Sua observação talvez tenha sido um reflexo da revelação de seu pai, Keith Murdoch, sobre o sacrifício desnecessário de tropas australianas nas costas de Gallipoli, por parte de comandantes britânicos incompetentes. Os britânicos tentaram calá-lo, mas Keith Murdoch não seria silenciado e seus esforços levaram ao término da desastrosa campanha de Gallipoli.

Quase um século depois, o Wikileaks também publica sem medo fatos que precisam ser tornados públicos.
Eu cresci numa cidade do interior do estado de Queensland, onde as pessoas falavam de maneira curta e grossa aquilo que pensavam. Eles desconfiavam do governo (big government) como algo que poderia ser corrompido caso não fosse vigiado cuidadosamente. Os dias sombrios de corrupção no governo de Queensland, que antecederam a investigação Fitzgerald, são testemunhos do que acontece quando políticos impedem a mídia de reportar a verdade.

Essas coisas ficaram comigo. O Wikileaks foi criado em torno desses valores centrais.
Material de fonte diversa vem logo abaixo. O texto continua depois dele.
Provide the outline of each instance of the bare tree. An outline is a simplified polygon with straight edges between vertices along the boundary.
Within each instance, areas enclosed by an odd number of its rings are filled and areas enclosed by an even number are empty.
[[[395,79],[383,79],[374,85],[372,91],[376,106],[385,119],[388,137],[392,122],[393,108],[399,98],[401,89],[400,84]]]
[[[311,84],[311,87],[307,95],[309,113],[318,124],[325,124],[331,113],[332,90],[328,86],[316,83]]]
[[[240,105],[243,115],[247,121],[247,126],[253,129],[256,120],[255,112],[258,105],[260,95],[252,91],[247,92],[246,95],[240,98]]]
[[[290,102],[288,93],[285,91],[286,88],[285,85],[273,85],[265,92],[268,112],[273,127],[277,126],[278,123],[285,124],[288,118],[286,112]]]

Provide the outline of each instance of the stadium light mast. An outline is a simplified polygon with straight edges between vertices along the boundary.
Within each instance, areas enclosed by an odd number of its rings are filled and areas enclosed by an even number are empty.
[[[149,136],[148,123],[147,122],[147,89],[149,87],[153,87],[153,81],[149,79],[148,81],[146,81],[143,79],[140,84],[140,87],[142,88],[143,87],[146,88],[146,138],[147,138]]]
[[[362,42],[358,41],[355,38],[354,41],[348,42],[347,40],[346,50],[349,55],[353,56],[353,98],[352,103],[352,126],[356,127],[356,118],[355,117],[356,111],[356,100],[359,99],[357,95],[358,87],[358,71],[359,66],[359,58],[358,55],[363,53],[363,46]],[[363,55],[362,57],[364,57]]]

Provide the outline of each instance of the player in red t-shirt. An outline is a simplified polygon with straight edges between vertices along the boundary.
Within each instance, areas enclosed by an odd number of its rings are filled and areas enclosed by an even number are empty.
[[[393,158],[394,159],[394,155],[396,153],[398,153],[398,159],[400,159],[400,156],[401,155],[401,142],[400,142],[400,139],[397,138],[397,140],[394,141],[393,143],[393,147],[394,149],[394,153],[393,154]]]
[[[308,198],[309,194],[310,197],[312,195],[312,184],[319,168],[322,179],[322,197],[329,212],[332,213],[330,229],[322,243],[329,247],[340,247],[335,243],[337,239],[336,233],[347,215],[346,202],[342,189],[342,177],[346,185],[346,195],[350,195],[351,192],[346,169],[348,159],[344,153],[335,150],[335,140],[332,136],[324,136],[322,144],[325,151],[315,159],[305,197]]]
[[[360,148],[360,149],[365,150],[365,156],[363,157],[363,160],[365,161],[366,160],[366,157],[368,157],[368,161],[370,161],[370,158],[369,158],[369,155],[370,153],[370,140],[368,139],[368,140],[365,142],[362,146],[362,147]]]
A ideia concebida na Austrália era usar as tecnologias da internet de maneira a reportar a verdade. O Wikileaks cunhou um novo tipo de jornalismo: o jornalismo científico. Nós trabalhamos com outros suportes de mídia para trazer as notícias para as pessoas, mas também para provar que essas notícias são verdadeiras. O jornalismo científico permite que você leia as notícias, e então clique num link para ver o documento original no qual a notícia foi baseada. Desta maneira você mesmo pode julgar: esta notícia é verdadeira?, os jornalistas a reportaram de maneira precisa?

Palavra crítica
Sociedades democráticas precisam de uma mídia forte e o Wikileaks faz parte dessa mídia. A mídia ajuda a manter um governo honesto. Wikileaks revelou algumas duras verdades sobre as guerras do Iraque e do Afeganistão, e notícias defeituosas (broken stories) sobre corrupção corporativa.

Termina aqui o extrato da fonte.